Subject: Re: PR/34293 CVS commit: src/sys/dev
To: None <kern-bug-people@netbsd.org, gnats-admin@netbsd.org,>
From: YAMAMOTO Takashi <yamt@mwd.biglobe.ne.jp>
List: netbsd-bugs
Date: 09/10/2006 06:45:03
The following reply was made to PR kern/34293; it has been noted by GNATS.

From: yamt@mwd.biglobe.ne.jp (YAMAMOTO Takashi)
To: mlelstv@serpens.de
Cc: gnats-bugs@NetBSD.org, kern-bug-people@NetBSD.org,
	gnats-admin@NetBSD.org, netbsd-bugs@NetBSD.org
Subject: Re: PR/34293 CVS commit: src/sys/dev
Date: Sun, 10 Sep 2006 15:40:06 +0900 (JST)

 --NextPart-20060910152350-0213200
 Content-Type: Text/Plain; charset=us-ascii
 
 > >  >  If I remember previous discussions there was some opposition in
 > >  >  restricting writes this way. Please check the discussions about
 > >  >  untarring source trees and waiting for X11 to respond again.
 > >  
 > >  can you provide a pointer?
 > 
 > There is http://mail-index.netbsd.org/current-users/2004/08/30/0033.html,
 > but there are earlier threads I have to look up.
 
 thanks.
 
 > If you limit dirty buffers to 1/2 of total buffer cache you will
 > still deadlock. It doesn't matter what limit you put on dirty
 > buffers. Whenever that limit it reached then vnd cannot process
 > them because for doing so it would have to exceed that limit. You
 > must make sure that the filesystem that vnd is calling through
 > VOP_STRATEGY _can_ allocate new buffers, even those that it
 > can use for writing.
 
 which filesystem are you talking about?
 
 > If my patch doesn't make sense, then try to understand why it works.
 
 now i've tried your patch.  it didn't work for me.
 vndthread just got deadlock on "getnewbuf" without your
 throttling code triggered at all.
 
 	(/bigfile is 512M file w/o holes on ufs.)
 	vnconfig vnd0 /bigfile
 	newfs -F /dev/rvnd0d
 	mount /dev/vnd0d /mnt
 	dd if=/dev/zero of=/mnt/a bs=1m seek=1m  (ENOSPC)
 	vnconfig vnd1 /mnt/a
 	dd if=/dev/zero of=/dev/vnd1d bs=1m seek=1m  (deadlock)
 
 (i can't follow your recipe in the PR because i don't have 10G disk space.)
 
 > No, if the blocks are allocated for another filesystem or another device,
 > it is perfectly possible for these to be processed. So you only want
 > to avoid blocks to be dirtied that end on the device that cannot
 > process them or at least cannot process them fast enough.
 
 yes, it's what i meant.  sorry if it wasn't clear.
 
 > >  "the writer" here includes attempts of cleaning buffers.

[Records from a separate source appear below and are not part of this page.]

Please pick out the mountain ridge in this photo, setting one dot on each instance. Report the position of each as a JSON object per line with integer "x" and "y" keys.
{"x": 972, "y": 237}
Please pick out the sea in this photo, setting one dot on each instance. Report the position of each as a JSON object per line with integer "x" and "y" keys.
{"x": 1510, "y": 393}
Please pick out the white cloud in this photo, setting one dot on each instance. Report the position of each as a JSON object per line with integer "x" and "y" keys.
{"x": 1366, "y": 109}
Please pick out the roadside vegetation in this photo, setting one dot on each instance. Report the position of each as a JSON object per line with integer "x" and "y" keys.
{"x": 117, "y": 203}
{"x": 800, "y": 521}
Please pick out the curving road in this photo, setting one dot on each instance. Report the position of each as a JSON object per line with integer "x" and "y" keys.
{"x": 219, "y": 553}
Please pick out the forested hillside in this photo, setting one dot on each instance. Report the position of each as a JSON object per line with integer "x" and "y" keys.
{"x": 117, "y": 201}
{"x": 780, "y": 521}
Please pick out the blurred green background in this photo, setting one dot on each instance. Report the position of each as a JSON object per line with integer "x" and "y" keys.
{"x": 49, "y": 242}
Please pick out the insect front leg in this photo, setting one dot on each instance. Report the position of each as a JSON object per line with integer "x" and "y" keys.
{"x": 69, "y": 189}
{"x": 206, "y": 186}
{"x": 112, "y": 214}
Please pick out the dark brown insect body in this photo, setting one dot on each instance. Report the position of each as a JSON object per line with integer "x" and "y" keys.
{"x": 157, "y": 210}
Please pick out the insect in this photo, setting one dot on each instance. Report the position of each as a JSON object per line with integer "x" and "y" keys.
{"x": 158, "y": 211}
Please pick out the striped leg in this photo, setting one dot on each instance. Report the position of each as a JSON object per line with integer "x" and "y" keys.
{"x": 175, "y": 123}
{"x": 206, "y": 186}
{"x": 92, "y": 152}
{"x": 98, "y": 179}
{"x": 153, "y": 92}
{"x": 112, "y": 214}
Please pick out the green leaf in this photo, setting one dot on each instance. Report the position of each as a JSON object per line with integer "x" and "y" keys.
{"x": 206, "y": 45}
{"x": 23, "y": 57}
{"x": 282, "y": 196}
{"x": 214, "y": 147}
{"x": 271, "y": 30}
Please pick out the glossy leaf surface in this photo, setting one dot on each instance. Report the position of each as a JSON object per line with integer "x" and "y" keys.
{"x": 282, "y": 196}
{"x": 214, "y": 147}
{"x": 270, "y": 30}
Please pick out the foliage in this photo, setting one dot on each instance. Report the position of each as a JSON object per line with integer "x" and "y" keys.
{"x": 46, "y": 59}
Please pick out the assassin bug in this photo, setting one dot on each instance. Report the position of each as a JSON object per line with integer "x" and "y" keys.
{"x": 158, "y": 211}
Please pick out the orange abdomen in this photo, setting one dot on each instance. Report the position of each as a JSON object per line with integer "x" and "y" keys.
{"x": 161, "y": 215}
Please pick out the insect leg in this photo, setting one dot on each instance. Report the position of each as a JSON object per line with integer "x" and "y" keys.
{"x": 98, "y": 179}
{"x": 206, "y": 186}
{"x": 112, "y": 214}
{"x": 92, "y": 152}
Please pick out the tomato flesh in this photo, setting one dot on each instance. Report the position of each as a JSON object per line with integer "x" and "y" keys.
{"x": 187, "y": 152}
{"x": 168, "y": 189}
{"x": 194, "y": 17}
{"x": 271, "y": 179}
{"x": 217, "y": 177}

 > >  it just introduces another deadlock.
 > 
 > The writer does never clean blocks. The writer can only create
 > more dirty blocks. The blocks are "clean" again when they
 > are processed by the device, i.e. in some iodone routine
 > which is called in an interrupt. How should a sleeping process
 > prevent that? In particular, at that time the writer is stopped
 > in vndstrategy, we definitely know that the vndthread _is_ busy
 > cleaning buffers, because that is the stop condition. We therefore
 > make _sure_ that it can do so.
 
 i think that our definitions of "writer" are different.
 mine is "callers of vndstrategy."
 yours is "callers of write(2)".  right?
 
 i've got tired of this discussion and made a proof-of-concept
 patch. (attached)  i hope it's a clearer explanation. :)
 
 YAMAMOTO Takashi
 
 --NextPart-20060910152350-0213200
 Content-Type: Text/Plain; charset=us-ascii
 Content-Disposition: attachment; filename="a.diff"
 
 Index: sys/buf.h
 ===================================================================
 --- sys/buf.h	(revision 1786)
 +++ sys/buf.h	(working copy)
 @@ -213,11 +213,13 @@ do {									\
  #define	B_WRITE		0x00000000	/* Write buffer (pseudo flag). */
  #define	B_XXX		0x02000000	/* Debugging flag. */
  #define	B_VFLUSH	0x04000000	/* Buffer is being synced. */
 +#define	B_DIRTYACC	0x08000000	/* */
  
  #define BUF_FLAGBITS \
      "\20\1AGE\3ASYNC\4BAD\5BUSY\6SCANNED\7CALL\10DELWRI" \
      "\11DIRTY\12DONE\14ERROR\15GATHERED\16INVAL\17LOCKED\20NOCACHE" \
 -    "\22CACHE\23PHYS\24RAW\25READ\26TAPE\30WANTED\32XXX\33VFLUSH"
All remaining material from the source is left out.